Cheers, is that a full set you run? I'd only need two and probably be in the back to start with whilst the two dunlops run up front.


----------



## davies20 (Feb 22, 2009)

ryand said:


> Cheers, is that a full set you run? I'd only need two and probably be in the back to start with whilst the two dunlops run up front.


Sorry just on he front at the moment, but a front wheel drive car so they take the majority of the stick!

i drive 'spirited' in my big old vectra which is a barge - and the tyres stick very very well.

Kumho's are massivly underestimated. I choose them over more £££ anyday.


----------



## dew1911 (Jun 9, 2009)

Alzak said:


> I heard that BFgoodrich Gforce are good and do not cost much


Had those on both my Focus and my mums TT, great in all conditions.
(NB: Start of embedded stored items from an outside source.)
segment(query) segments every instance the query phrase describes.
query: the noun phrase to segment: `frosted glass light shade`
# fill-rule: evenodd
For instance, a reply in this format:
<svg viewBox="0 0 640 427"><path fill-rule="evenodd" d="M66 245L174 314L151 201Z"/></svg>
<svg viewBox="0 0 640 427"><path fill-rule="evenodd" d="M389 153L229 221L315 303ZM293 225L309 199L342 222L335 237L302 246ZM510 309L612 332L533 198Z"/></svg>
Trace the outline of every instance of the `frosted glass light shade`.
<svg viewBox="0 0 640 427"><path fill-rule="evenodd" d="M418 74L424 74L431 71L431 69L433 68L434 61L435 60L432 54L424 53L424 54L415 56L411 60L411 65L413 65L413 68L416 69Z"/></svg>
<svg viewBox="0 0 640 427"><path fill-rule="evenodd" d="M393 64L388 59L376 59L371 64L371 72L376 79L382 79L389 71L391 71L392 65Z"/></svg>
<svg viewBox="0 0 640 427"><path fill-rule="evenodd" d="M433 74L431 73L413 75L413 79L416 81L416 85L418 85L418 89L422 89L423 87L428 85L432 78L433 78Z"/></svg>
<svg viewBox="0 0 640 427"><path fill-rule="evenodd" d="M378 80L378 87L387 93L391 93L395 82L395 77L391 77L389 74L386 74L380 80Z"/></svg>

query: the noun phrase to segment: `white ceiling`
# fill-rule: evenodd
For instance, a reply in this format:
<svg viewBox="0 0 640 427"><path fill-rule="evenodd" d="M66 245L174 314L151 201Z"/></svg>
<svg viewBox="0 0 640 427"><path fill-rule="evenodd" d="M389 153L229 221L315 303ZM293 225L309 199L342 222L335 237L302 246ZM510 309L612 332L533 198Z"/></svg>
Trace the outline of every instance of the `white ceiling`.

What my C30 will be getting.


----------



## Alzak (Aug 31, 2010)

many people seems to go for branded tyres for safety but looks like some of mid range brands are much better. Tyres are important but why pay more if You can get same performance for less


----------



## ryand (Jul 18, 2008)

Had two kuhmo ku39 fitted yesterday, so far so good (on the rear so harder to tell the feel I guess) and at £76 each happy days I hope! 

Thanks for all the advice 

Ryan


----------



## Franco50 (Feb 5, 2008)

RussZS said:


> Most tyre places will fit tyres for £5 per corner, so you could get them from Camskill and fitted.


Looks like I need to move to Walsall mate. Cheapest fitting I can get around my area is £18 a corner.


----------